In a unanimous decision thought to be the first of its kind in Canada, the court overruled a trial judge’s earlier decision to uphold contempt of court charges against journalist Justin Brake. Mr. Brake was covering a land dispute at Labrador’s Muskrat Falls in 2016 when the main contractor of the project, Nalcor Energy, included his name on a list of 22 protesters the company asked the court to remove from its site via an injunction.

Although Mr. Brake said his occupation was known to the company, and he was reporting live from the site, his journalist status was not made clear to the court. Mr. Brake’s subsequent appeal to be removed from the injunction was rejected; the judge wrote then that it was not “material” that Mr. Brake was a journalist.

The author of the appeal decision issued Thursday, Justice J. Derek Green, argued it was wrong to include Mr. Brake’s name in the injunction, which “would unduly and unnecessarily interfere with his function as a journalist.” The judge then issued a caution about wide-reaching injunctions that threaten to impede media function and risk the public being “deprived of access to information of the public interest.”

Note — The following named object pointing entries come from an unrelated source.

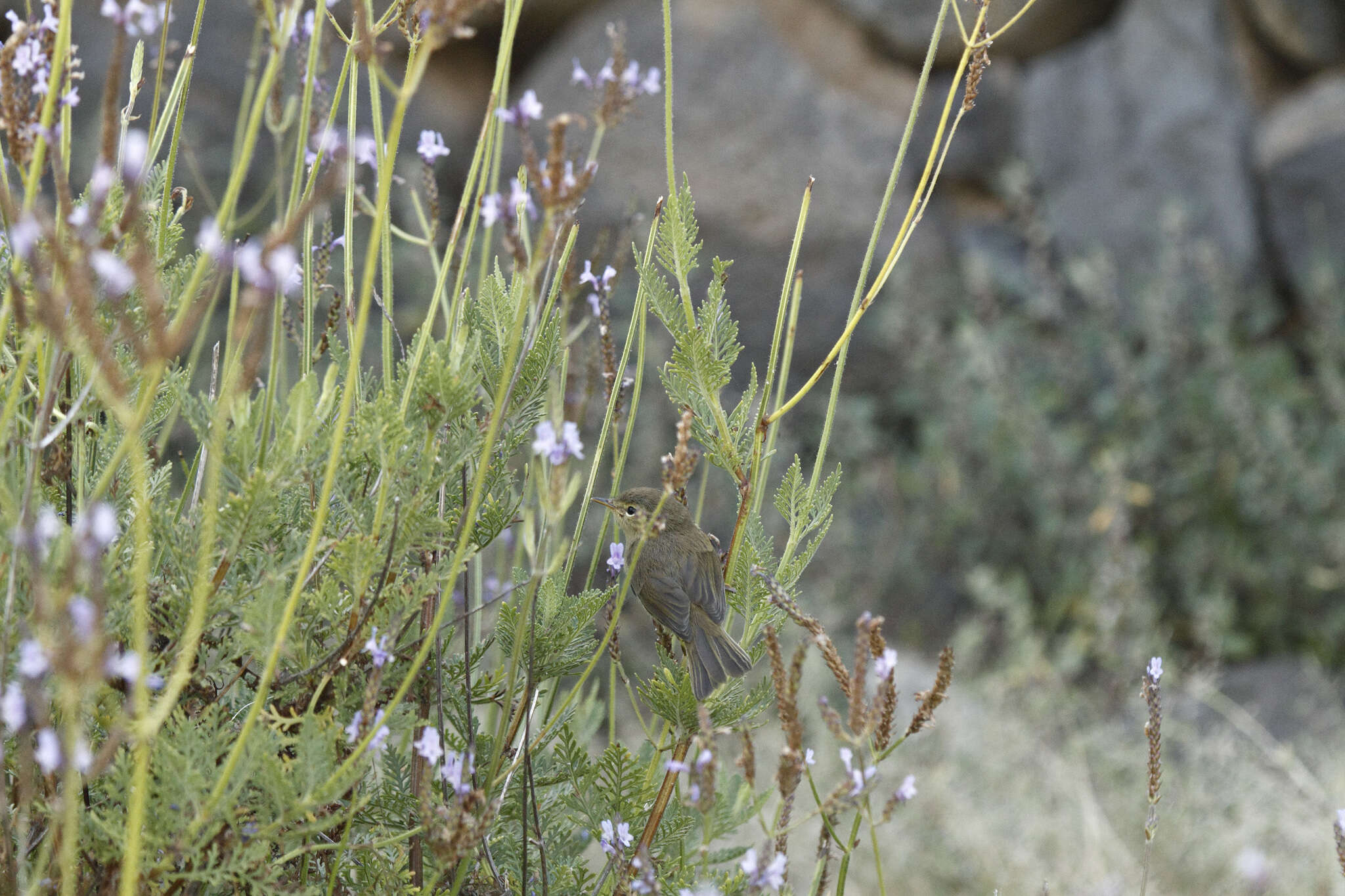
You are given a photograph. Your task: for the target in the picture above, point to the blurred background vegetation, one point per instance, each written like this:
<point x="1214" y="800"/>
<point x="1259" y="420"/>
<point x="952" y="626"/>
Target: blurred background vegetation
<point x="1109" y="371"/>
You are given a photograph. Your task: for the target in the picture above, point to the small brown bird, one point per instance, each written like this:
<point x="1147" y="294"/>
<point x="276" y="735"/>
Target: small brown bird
<point x="681" y="584"/>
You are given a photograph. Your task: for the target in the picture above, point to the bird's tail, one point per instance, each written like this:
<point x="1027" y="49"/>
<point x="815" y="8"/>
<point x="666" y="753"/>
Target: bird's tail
<point x="713" y="656"/>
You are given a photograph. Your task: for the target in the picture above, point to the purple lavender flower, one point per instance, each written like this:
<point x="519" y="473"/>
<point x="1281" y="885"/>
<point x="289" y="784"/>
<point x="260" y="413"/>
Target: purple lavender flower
<point x="858" y="777"/>
<point x="84" y="617"/>
<point x="123" y="666"/>
<point x="557" y="449"/>
<point x="49" y="752"/>
<point x="136" y="18"/>
<point x="770" y="876"/>
<point x="272" y="269"/>
<point x="430" y="746"/>
<point x="82" y="758"/>
<point x="45" y="528"/>
<point x="23" y="236"/>
<point x="458" y="771"/>
<point x="704" y="889"/>
<point x="579" y="75"/>
<point x="114" y="273"/>
<point x="525" y="110"/>
<point x="615" y="840"/>
<point x="135" y="152"/>
<point x="49" y="19"/>
<point x="29" y="58"/>
<point x="377" y="648"/>
<point x="519" y="195"/>
<point x="326" y="144"/>
<point x="885" y="666"/>
<point x="365" y="151"/>
<point x="14" y="710"/>
<point x="493" y="206"/>
<point x="615" y="563"/>
<point x="378" y="743"/>
<point x="96" y="528"/>
<point x="211" y="242"/>
<point x="431" y="147"/>
<point x="602" y="285"/>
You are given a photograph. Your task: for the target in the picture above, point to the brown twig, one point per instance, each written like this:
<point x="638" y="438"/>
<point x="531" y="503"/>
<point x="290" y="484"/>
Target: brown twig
<point x="661" y="802"/>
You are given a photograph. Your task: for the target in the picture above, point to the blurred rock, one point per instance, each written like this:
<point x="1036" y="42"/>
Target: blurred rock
<point x="903" y="27"/>
<point x="1298" y="152"/>
<point x="1308" y="33"/>
<point x="766" y="96"/>
<point x="1266" y="75"/>
<point x="1138" y="117"/>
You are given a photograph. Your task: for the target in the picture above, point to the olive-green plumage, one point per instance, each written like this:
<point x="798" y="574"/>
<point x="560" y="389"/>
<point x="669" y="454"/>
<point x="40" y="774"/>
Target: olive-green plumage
<point x="681" y="584"/>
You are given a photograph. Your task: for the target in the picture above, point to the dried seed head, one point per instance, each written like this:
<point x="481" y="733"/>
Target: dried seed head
<point x="931" y="699"/>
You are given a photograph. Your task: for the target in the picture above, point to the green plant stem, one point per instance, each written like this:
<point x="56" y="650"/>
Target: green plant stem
<point x="188" y="66"/>
<point x="906" y="226"/>
<point x="416" y="64"/>
<point x="845" y="859"/>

He warned that “the potential ‘chilling effect’ is real and significant and should be avoided if at all possible.”

He also underscored the specific importance of reporting on Indigenous issues.

“Aboriginal communities have been historically underrepresented in the Canadian media,” Justice Green wrote. “That makes freedom of the press to cover stories involving indigenous land issues even more vital.”

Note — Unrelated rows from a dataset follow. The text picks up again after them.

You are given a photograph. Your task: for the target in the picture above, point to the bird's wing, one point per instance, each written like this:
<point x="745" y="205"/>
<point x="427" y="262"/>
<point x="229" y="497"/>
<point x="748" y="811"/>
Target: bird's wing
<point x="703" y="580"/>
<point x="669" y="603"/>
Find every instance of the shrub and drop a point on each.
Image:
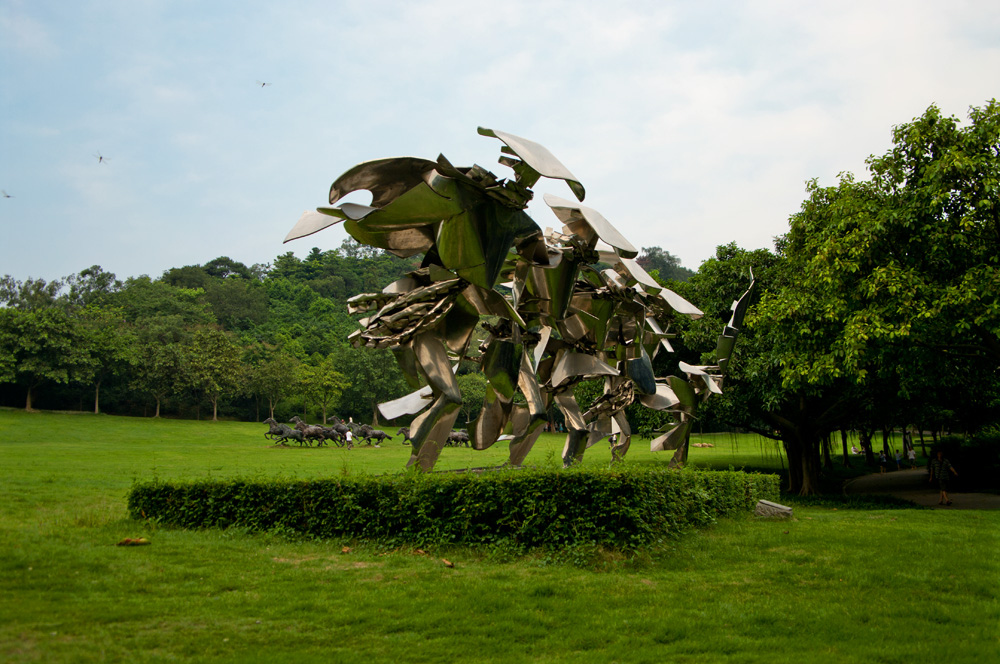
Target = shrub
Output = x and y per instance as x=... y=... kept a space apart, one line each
x=622 y=509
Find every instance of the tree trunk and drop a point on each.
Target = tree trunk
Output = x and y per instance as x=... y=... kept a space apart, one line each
x=794 y=455
x=810 y=470
x=865 y=437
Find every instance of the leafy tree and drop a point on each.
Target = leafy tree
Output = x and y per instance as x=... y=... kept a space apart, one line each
x=874 y=271
x=225 y=267
x=213 y=366
x=41 y=345
x=109 y=343
x=92 y=286
x=273 y=378
x=473 y=386
x=321 y=383
x=666 y=265
x=30 y=294
x=157 y=363
x=375 y=378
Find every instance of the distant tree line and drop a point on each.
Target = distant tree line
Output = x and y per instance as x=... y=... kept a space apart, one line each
x=878 y=309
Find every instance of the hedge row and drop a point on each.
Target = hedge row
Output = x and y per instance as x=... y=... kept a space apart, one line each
x=622 y=509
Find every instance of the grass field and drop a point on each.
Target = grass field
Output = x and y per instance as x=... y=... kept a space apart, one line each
x=832 y=586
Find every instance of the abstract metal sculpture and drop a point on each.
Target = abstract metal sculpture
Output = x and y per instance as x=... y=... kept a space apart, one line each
x=575 y=305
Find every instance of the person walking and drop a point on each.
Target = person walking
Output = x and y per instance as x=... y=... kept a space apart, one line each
x=939 y=468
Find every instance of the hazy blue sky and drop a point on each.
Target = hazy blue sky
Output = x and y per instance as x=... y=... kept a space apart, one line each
x=690 y=124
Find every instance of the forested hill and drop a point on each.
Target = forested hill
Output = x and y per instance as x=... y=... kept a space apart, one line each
x=219 y=335
x=220 y=338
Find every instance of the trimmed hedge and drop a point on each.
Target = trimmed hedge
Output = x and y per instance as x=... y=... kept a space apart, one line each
x=621 y=509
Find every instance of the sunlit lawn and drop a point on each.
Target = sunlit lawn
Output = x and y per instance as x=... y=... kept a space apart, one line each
x=832 y=586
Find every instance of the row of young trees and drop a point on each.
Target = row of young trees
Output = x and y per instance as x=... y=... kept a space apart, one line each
x=218 y=335
x=878 y=309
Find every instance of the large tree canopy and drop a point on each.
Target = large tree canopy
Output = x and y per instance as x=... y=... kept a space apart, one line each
x=880 y=272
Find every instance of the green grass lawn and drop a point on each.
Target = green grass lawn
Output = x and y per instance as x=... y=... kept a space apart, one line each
x=831 y=586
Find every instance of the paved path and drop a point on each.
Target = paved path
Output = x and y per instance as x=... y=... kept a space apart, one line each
x=913 y=485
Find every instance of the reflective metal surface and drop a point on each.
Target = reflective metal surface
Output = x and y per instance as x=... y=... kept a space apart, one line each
x=576 y=305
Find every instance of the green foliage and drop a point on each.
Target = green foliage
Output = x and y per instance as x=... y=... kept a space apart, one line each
x=620 y=509
x=212 y=366
x=41 y=345
x=321 y=383
x=473 y=386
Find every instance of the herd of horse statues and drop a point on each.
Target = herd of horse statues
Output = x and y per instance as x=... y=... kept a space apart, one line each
x=306 y=434
x=557 y=307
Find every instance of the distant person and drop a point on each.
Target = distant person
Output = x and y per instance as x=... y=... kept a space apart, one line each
x=939 y=468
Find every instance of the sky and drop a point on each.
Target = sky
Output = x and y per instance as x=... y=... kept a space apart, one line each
x=137 y=135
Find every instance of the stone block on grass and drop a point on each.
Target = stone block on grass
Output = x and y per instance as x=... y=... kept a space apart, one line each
x=768 y=509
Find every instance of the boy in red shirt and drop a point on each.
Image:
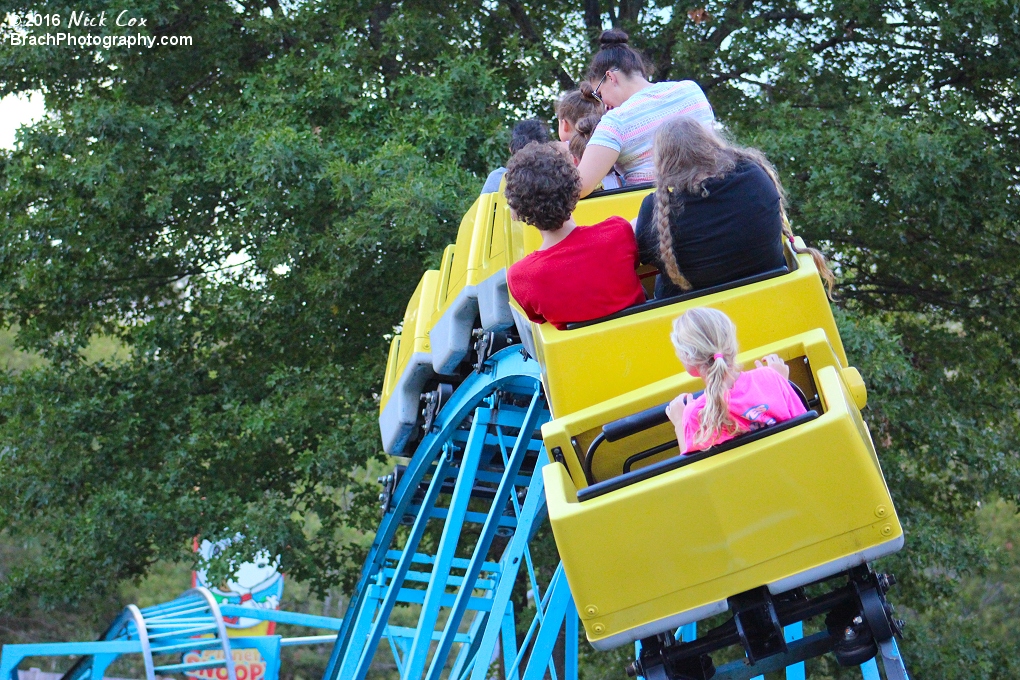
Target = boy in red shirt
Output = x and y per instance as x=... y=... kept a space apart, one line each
x=579 y=272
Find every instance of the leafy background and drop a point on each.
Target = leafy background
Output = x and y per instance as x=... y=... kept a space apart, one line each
x=203 y=251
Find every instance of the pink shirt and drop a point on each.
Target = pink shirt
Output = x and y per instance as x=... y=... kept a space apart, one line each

For what appears to be the first time in Canadian law, Justice Green went so far as to list a set of criteria other courts ought to consider when exempting journalists from orders designed to block protest activities. Judges should consider whether a journalist is engaged in good-faith news gathering, aiding protesters, obstructing justice or interfering with law enforcement and whether matters being covered are in the public interest, Justice Green wrote.

“Particular consideration should be given to protests involving aboriginal issues,” he added.

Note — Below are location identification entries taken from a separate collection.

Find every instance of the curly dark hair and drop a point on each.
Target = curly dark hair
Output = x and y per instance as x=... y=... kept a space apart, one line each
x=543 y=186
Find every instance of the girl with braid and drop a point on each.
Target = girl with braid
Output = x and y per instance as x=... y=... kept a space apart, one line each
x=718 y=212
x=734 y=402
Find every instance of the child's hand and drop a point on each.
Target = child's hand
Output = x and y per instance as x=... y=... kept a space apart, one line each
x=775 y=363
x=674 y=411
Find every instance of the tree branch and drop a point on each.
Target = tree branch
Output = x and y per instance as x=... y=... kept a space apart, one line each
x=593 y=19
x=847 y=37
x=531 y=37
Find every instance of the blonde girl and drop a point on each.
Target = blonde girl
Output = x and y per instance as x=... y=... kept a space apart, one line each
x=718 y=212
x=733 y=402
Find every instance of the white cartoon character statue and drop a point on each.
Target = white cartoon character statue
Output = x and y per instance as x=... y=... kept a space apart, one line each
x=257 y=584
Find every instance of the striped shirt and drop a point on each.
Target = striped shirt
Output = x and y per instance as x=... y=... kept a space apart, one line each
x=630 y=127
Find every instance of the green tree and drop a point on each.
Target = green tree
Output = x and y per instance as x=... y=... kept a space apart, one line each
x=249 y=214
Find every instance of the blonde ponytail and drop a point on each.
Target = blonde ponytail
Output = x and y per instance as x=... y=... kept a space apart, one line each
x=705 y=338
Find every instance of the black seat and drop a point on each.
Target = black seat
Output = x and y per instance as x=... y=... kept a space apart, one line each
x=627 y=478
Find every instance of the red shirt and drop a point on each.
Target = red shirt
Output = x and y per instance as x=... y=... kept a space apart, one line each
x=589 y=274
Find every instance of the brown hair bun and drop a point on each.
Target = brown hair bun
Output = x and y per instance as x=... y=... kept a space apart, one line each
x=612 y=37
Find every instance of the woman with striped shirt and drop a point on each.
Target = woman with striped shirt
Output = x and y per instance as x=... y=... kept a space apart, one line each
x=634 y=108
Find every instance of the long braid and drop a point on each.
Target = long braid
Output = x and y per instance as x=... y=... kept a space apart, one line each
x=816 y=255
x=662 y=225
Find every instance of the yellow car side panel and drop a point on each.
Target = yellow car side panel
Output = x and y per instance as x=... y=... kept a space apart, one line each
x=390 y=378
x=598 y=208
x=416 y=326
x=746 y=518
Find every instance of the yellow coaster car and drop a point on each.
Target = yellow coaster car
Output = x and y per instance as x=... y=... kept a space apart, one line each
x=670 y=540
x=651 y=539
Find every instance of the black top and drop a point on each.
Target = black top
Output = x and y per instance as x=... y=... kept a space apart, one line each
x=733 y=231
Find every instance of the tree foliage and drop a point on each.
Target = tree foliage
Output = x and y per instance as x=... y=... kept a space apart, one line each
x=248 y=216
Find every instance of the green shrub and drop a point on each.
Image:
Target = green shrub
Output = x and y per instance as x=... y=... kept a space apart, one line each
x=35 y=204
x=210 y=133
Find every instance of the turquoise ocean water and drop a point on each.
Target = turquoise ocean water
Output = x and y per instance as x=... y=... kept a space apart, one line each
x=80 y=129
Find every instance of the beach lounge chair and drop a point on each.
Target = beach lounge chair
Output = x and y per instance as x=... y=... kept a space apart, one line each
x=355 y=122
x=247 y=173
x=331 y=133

Geoff Budden, one of the lawyers who represented Mr. Brake, said he believes the ruling will force subsequent courts to specifically consider the effects on journalists of any injunctions they are asked to consider.

“We now have an appellate court saying that journalists – and particularly journalists covering matters of public interest – do have special status,” Mr. Budden said. “I would think this will apply to coverage of protests against the G8, protests against climate change, labour matters, anything that engages the public.”

In an interview, Mr. Brake said he hopes the ruling will give journalists renewed confidence that they do have specific rights to do their job.

“This doesn’t give journalists … a master key to just go anywhere they want,” he said. “But clearly if they are reporting on a matter of public interest and it is indigenous people defending their land, it matters they are there as a journalist and they should be able to report.”

Mr. Brake is still facing criminal charges in relation to his coverage of the 2016 protest. His lawyer, Mr. Budden, said he is hopeful they will soon be dropped.